ISLAMABAD: The break between Pakistan President Pervez Musharraf and opposition leader Benazir
Bhutto appears to be complete with the military ruler indicating that she may not be allowed to become Prime Minister for a third time.
A defiant Musharraf also rejected the US demand to lift the emergency imposed by him that led to suspension of the Constitution, dismissal of Supreme Court judges and arrest of thousands of opposition workers, lawyers and human rights activists.
"Constitutionally today she (Bhutto) has been prime minister twice, what about the third time? She is not legally allowed, she is not constitutionally allowed.
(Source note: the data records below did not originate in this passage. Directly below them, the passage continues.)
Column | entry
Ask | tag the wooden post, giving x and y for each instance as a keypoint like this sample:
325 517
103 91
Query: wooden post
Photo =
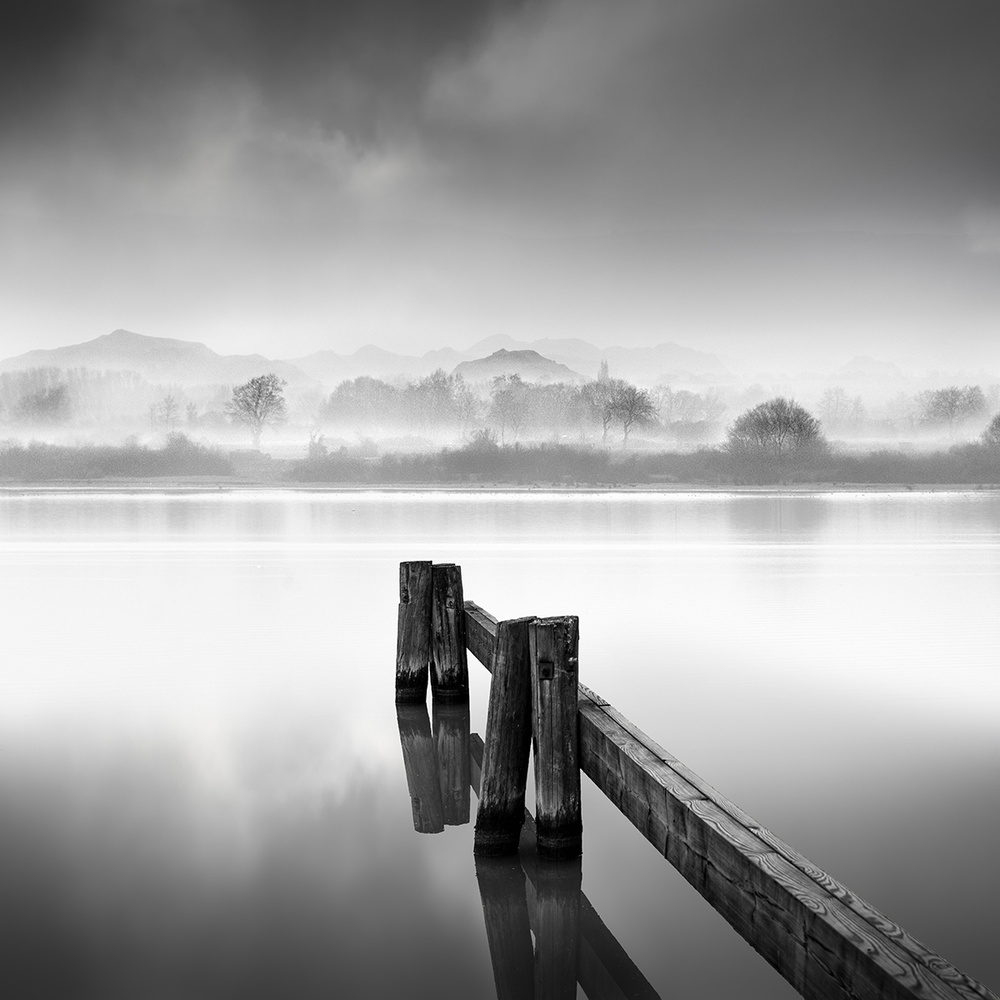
413 632
449 663
508 743
554 680
557 930
451 737
421 766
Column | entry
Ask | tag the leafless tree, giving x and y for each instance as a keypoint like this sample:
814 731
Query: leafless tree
632 405
774 427
258 404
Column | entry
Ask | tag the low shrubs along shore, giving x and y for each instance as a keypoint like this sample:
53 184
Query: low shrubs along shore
542 464
37 462
567 465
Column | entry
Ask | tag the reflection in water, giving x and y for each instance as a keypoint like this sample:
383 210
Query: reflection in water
866 624
437 765
124 874
525 899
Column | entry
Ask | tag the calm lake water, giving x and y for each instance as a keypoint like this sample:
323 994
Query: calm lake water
202 790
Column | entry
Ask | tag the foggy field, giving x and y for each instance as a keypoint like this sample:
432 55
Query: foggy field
475 465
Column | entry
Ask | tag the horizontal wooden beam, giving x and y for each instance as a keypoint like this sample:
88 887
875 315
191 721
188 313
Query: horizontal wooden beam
823 938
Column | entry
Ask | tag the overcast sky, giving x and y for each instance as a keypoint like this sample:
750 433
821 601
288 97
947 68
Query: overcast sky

Why are we taking things for granted?" he said in a wide-ranging interview to 'The New York Times'.
Musharraf, 64, had earlier passed a law barring a prime minister serving more than two terms.
Bhutto's plan for her party to take a 'caravan' across Punjab province was 'a preposterous thing to do', Musharraf said, referring to the 'long march' of her Pakistan People's Party (PPP) from Lahore to Islamabad.
He questioned the 54-year-old Bhutto's popularity and, at one point, scanned an op-ed article she recently wrote for The New York Times that he had brought with him to the interview.
In reaction to her claim that she would sweep the election, Musharraf said, "Let's start the elections and let's see whether she wins."
Musharraf also said that Bhutto, who returned home last month from eight years in self-imposed exile after the General issued an ordinance to grant her amnesty in graft cases, would be difficult to work with.
Before Bhutto's return to Pakistan, she was engaged in possible power-sharing talks with Musharraf and both sides had announced that they were close to a deal.
Musharraf said she was under house arrest because she had accused Punjab Chief Minister Chaudhry Pervaiz Elahi of plotting against her. Thus, Bhutto was grounded to prevent an incident that she could then blame on the government, he said.
Musharraf also complained about Bhutto's conduct since her return to Pakistan a month ago.
"You come here supposedly on a reconciliatory mode, and right before you land, you're on a confrontationist mode. I am afraid this is producing negative vibes, negative optics."
On Tuesday, Bhutto, who was placed under house arrest in Lahore to prevent her from leading a march against the emergency, urged Musharraf to quit as President and said she would never serve under him in any future government.
Asked when the emergency would end, Musharraf said, "I don't know, I don't know. We need to see the environment."
Musharraf, who came to power in a bloodless coup in 1999, also refused to say when he would step down as army chief and become a civilian President. "It will happen soon," he said.
He said nearly a dozen independent television news channels that had been closed under emergency would be allowed to re-open if they agreed to a government code of conduct.
Asked why human rights activist Asma Jehangir, who heads the Human Rights Commission of Pakistan, was arrested when she attended a meeting at the Commission's headquarters on the day emergency was imposed on November 3, Musharraf replied, "because she was agitating and trying to disturb the peace."
He called Jehangir, one of Pakistan's first women lawyers, "quite an unbalanced character" and criticised her for being too ambitious in her agenda to achieve better rights for women.